Cooee Art, Sydney, NSW
Acquired direct from the artist
Artwork story
The Yarla Jukurrpa carries a morality at its heart. Two brothers, Yumurrpa the elder and Wapurtarli the younger, come into conflict — a dispute that brings widespread death and destruction before resolution, and whose lesson concerns the importance of sharing and the responsible management of country. Passed down through Warlpiri ceremony and song, this is among the major ceremonial stories for Napurrula women, and it was the story to which Yulyurlu Lorna Fencer Napurrula returned across her entire painting life. Her Country at Yumurrpa in the Tanami Desert is the story's country, and she painted it with the authority of a senior custodian.

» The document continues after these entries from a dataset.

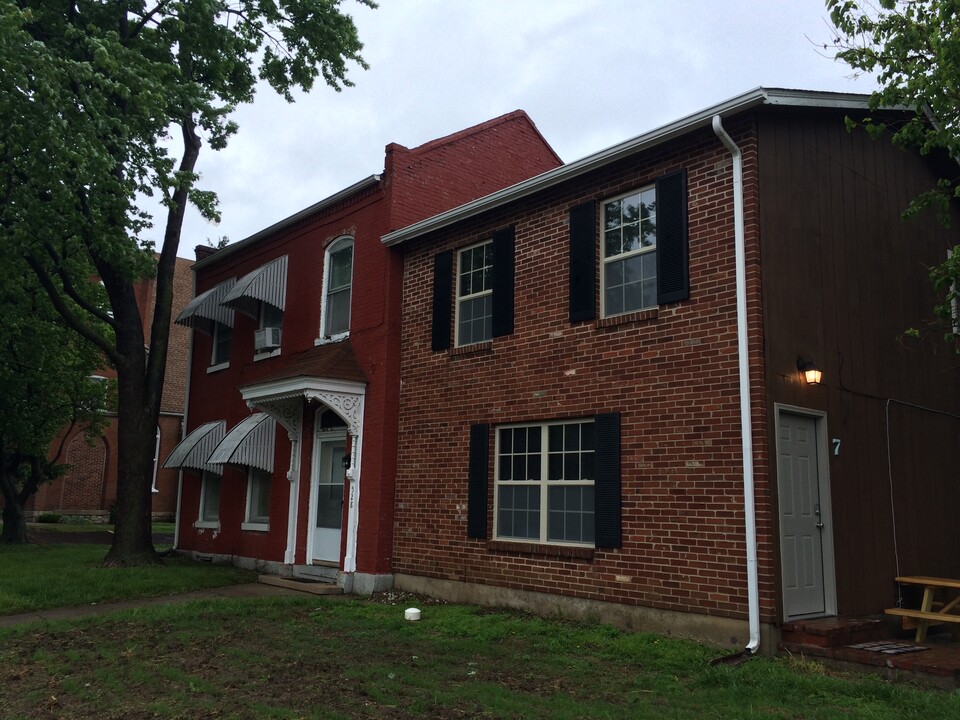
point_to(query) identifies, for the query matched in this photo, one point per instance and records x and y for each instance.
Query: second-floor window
(258, 499)
(209, 499)
(271, 329)
(630, 252)
(337, 288)
(222, 340)
(475, 294)
(643, 251)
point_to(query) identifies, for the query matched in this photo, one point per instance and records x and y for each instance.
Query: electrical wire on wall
(887, 402)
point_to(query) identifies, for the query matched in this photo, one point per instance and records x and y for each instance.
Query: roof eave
(236, 247)
(753, 98)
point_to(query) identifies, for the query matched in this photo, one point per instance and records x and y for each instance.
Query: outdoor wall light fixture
(811, 373)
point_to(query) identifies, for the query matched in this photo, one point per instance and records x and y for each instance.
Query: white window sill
(339, 337)
(264, 355)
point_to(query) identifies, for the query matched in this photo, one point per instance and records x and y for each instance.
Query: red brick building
(89, 488)
(603, 410)
(300, 323)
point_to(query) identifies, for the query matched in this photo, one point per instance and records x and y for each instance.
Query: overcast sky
(589, 73)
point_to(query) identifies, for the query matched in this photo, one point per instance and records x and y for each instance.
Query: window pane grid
(338, 284)
(629, 252)
(475, 294)
(545, 477)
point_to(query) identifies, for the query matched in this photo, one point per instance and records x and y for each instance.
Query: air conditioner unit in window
(266, 339)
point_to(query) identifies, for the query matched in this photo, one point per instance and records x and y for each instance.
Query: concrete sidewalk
(247, 590)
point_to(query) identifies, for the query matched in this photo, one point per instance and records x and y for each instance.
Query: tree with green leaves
(103, 103)
(46, 385)
(913, 48)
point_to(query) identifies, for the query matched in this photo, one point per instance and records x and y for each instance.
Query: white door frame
(321, 436)
(826, 511)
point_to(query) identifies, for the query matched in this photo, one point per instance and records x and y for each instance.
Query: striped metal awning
(206, 309)
(194, 450)
(268, 283)
(250, 442)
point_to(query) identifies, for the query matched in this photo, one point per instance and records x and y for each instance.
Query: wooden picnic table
(932, 612)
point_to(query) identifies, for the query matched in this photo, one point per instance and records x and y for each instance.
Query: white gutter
(236, 247)
(753, 98)
(746, 431)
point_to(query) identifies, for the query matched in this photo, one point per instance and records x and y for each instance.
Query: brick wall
(416, 183)
(671, 373)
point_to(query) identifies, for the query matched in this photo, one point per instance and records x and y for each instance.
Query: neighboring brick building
(301, 323)
(598, 362)
(89, 487)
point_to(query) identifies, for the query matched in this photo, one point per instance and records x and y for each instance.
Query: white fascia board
(754, 98)
(286, 222)
(291, 387)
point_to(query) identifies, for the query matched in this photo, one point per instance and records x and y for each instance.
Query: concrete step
(313, 586)
(832, 632)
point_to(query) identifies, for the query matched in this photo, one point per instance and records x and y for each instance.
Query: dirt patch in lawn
(90, 537)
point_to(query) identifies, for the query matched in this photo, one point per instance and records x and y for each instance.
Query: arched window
(337, 284)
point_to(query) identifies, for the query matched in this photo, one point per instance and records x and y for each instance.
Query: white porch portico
(286, 400)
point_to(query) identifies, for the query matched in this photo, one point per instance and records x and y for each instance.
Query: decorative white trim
(284, 400)
(339, 337)
(255, 527)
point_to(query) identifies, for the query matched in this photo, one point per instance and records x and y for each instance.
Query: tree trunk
(14, 521)
(132, 536)
(137, 415)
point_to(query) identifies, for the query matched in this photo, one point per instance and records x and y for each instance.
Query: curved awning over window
(268, 283)
(194, 450)
(249, 443)
(206, 309)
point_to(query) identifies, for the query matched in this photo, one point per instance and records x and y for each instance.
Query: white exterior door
(804, 513)
(327, 499)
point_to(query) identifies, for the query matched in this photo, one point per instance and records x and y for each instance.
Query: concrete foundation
(724, 632)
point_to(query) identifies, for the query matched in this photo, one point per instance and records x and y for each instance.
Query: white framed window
(257, 515)
(209, 500)
(475, 294)
(337, 290)
(544, 487)
(629, 248)
(222, 342)
(270, 332)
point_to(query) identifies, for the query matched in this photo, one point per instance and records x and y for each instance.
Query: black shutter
(673, 280)
(503, 254)
(479, 470)
(583, 262)
(607, 484)
(442, 300)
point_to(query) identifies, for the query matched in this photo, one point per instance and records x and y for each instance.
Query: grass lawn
(326, 658)
(40, 577)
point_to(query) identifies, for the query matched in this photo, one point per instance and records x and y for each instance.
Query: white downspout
(746, 431)
(183, 425)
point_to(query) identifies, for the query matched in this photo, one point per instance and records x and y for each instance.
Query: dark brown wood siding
(843, 278)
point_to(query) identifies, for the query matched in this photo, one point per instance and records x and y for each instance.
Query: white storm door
(801, 517)
(328, 500)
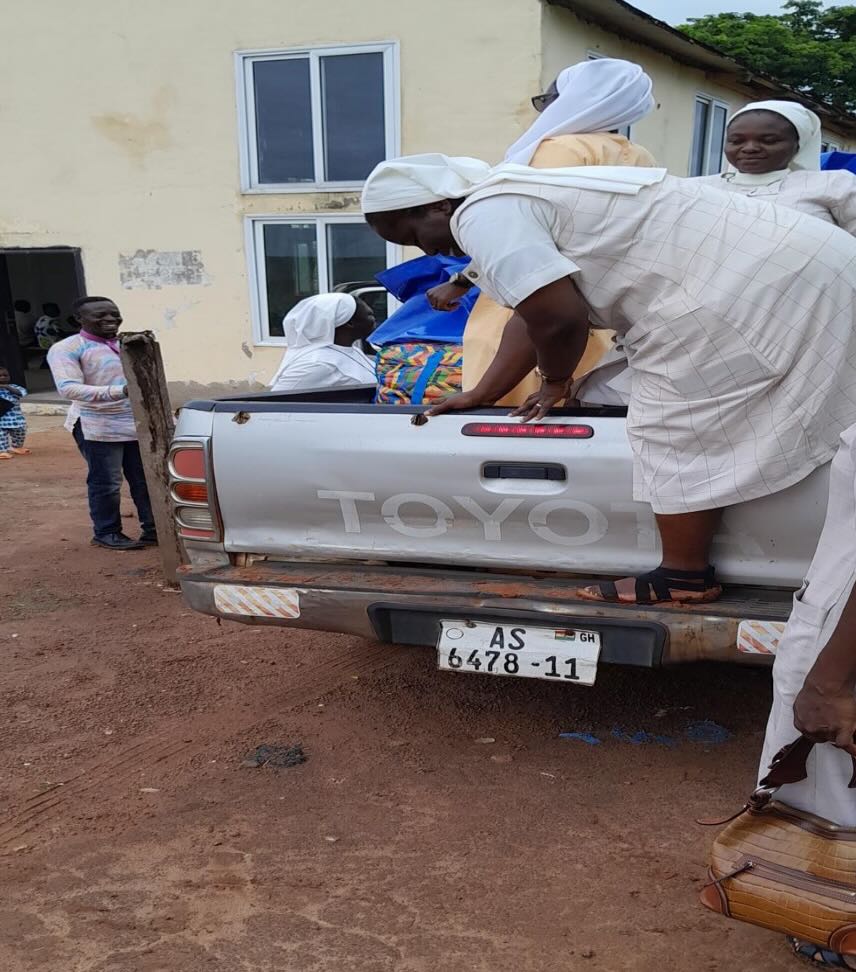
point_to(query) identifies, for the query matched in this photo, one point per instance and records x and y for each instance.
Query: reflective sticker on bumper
(759, 637)
(257, 602)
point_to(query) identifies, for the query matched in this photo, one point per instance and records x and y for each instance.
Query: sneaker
(117, 541)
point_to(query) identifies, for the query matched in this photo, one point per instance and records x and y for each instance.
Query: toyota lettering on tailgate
(436, 517)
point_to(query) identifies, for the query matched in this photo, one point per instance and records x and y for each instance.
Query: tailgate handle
(525, 470)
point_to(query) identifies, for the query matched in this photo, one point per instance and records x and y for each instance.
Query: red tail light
(194, 501)
(523, 430)
(191, 492)
(188, 463)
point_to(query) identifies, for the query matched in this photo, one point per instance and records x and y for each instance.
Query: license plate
(556, 654)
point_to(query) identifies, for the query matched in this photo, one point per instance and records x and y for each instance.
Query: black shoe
(117, 541)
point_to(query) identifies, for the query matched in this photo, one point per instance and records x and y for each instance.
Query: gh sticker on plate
(557, 654)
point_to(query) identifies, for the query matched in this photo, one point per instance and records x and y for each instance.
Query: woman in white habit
(737, 317)
(323, 335)
(773, 153)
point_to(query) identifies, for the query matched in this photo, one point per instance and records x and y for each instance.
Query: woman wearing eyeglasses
(579, 119)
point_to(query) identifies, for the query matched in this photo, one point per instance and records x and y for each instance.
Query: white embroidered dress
(737, 317)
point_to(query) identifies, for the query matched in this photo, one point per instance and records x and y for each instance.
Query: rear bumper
(405, 606)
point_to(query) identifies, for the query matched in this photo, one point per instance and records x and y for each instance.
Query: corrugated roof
(633, 24)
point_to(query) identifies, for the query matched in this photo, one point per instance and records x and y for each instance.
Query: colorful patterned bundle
(415, 374)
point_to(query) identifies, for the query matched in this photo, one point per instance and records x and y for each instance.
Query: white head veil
(312, 359)
(313, 321)
(417, 180)
(804, 121)
(600, 95)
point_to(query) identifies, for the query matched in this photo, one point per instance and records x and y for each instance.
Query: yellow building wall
(121, 135)
(121, 132)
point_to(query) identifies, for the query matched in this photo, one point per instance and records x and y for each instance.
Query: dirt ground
(439, 825)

Yulyurlu came to acrylic painting in 1986 through the art program at Lajamanu School, later moving to Katherine where she became the driving force behind Mimi Aboriginal Arts and Crafts. This canvas, acquired direct from the artist through Coo-ee Aboriginal Art, belongs to a concentrated period of late work from 2000 and 2001 in which she painted the foliage, flowers and root structures of the bush potato with a stylised naturalism. The blue lines surge and coil across a warm ground of deep red and brown with an energy that sets her clearly apart from contemporaries who largely adhered to structured dot techniques. Fiona Salmon, Director of the Flinders University Museum of Art, has written that this unconventional approach was initially dismissed by fellow artists before gaining recognition well beyond her community, establishing Yulyurlu as one of the region's most sought-after artists.